Il plasma sfavillò, illuminando a giorno la nube di pulviscolo che si era addensata su di loro. Erik puntò la torcia sul muso del mostro, mentre con l’altro braccio cominciò a bruciargli i visceri.
La bestia sussultò e mollò la presa. Orredo non ebbe tempo di gioire: inerme, vide calare su di sé, come un maglio, una delle zampe anteriori del mostro. Nell’urto, l’artiglio si deformò come fosse fatto di gomma: a quella temperatura l’acciaio non era più rigido ma molle.

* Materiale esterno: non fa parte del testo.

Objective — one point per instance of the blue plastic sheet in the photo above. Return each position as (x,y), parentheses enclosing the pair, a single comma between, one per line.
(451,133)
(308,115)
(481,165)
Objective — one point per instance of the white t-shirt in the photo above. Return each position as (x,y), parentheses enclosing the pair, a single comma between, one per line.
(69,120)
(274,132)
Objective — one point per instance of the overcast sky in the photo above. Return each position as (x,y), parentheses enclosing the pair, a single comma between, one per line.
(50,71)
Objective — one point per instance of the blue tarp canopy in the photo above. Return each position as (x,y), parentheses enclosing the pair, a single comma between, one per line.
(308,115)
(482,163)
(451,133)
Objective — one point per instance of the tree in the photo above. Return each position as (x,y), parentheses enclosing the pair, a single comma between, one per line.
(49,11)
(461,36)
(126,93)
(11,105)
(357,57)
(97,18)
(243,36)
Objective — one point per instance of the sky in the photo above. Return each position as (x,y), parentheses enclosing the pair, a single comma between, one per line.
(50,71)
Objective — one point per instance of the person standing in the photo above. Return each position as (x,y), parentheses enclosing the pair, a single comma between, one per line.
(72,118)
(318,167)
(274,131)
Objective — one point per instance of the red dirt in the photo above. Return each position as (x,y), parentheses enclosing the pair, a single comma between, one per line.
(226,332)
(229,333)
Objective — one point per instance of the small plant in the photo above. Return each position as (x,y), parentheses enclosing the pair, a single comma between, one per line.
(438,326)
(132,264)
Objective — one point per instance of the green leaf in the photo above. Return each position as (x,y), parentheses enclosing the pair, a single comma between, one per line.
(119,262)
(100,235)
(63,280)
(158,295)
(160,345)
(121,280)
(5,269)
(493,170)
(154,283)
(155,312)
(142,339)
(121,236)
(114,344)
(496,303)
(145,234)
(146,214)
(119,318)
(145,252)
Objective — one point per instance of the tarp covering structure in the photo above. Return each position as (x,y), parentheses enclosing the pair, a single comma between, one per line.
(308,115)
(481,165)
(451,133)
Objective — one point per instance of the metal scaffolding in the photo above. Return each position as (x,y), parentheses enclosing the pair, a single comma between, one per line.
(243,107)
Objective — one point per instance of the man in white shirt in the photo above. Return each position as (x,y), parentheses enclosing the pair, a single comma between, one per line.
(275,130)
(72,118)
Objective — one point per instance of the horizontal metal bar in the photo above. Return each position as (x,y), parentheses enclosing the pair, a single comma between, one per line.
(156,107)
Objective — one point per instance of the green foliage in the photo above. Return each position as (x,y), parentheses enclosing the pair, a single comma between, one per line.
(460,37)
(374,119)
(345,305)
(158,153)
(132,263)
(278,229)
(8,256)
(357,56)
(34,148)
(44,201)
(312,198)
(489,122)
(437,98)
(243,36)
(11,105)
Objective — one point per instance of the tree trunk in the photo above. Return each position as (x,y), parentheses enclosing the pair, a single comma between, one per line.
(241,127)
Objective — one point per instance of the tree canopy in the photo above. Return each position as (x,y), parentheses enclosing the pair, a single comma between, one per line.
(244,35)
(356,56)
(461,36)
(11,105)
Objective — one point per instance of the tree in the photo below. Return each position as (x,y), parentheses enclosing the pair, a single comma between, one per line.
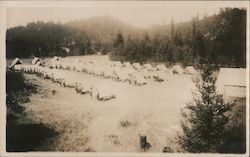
(119,40)
(206,124)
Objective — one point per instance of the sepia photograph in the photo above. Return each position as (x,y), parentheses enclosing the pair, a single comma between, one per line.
(138,77)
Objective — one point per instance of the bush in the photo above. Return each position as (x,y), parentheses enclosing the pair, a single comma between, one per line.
(206,124)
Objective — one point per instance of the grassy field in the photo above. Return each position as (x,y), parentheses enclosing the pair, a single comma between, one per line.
(23,134)
(78,123)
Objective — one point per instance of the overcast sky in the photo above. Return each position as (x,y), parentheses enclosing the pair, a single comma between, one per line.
(139,14)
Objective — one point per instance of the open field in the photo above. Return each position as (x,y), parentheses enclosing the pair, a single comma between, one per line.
(85,124)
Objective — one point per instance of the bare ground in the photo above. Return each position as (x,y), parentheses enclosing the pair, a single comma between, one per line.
(88,125)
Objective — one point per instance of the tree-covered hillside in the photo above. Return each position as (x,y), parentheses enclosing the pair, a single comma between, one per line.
(219,39)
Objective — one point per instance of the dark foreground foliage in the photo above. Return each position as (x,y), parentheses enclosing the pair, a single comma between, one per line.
(21,133)
(210,124)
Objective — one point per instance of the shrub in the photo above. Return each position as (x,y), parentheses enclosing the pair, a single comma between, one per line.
(206,124)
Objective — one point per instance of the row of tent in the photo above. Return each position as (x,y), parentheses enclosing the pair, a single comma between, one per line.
(231,82)
(100,92)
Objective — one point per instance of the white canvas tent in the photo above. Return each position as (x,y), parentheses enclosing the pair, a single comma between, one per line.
(231,83)
(190,70)
(177,69)
(137,66)
(161,67)
(148,67)
(126,64)
(16,61)
(35,60)
(55,58)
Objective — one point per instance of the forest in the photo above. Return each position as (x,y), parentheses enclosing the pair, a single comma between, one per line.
(219,39)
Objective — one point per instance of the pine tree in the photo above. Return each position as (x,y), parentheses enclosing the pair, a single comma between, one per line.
(205,123)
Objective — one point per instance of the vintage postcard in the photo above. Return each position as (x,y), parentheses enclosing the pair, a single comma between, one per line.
(124,78)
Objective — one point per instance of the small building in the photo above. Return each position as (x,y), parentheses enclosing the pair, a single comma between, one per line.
(161,67)
(148,67)
(137,66)
(190,70)
(55,58)
(15,62)
(177,69)
(231,83)
(35,60)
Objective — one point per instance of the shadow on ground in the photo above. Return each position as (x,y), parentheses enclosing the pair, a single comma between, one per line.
(25,136)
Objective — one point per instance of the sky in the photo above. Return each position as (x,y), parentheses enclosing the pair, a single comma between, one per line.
(139,14)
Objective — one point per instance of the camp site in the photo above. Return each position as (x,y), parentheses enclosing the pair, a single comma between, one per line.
(100,84)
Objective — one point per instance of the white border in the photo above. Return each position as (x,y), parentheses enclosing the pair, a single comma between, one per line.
(75,4)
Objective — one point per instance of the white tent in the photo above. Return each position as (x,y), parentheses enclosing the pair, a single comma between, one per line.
(231,82)
(137,66)
(55,58)
(38,63)
(177,69)
(148,67)
(126,64)
(35,60)
(16,61)
(161,67)
(190,70)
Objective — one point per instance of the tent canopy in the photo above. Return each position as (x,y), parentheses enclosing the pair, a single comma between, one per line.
(35,60)
(16,61)
(161,67)
(177,69)
(190,70)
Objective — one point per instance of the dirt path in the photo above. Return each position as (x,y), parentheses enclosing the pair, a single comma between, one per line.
(115,125)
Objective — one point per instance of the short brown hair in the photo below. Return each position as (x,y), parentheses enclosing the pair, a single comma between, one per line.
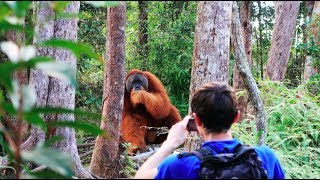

BR15-12 provò a scappare, ma Erik si sollevò da terra e lo seguì, inondandolo di plasma. Le articolazioni delle bestia si sciolsero e le zampe ormai squagliate non ne ressero il peso. Quando l’Eyron si afflosciò a terra, Erik si portò di fronte al muso e con un urlo liberatorio vi concentrò entrambe le torce. Si concesse un lungo respiro quando il cranio si sciolse, come ghiaccio al sole, ruscellando sul pietrisco della sponda. Solo allora tolse le mani, ormai spellate, dai comandi.
Dai resti semiliquefatti della bestia raccolse due pepite lucenti a forma di fagiolo, grandi come i pugni dell’esoscheletro: i nuclei di Lorentz.
Non avrebbe potuto reclamare tutta la taglia in peso di BR15-12, cui parte dell'acciaio si era dispersa sulla riva, ma era soddisfatto: quello era il lavoro da saldatore più remunerato della sua vita.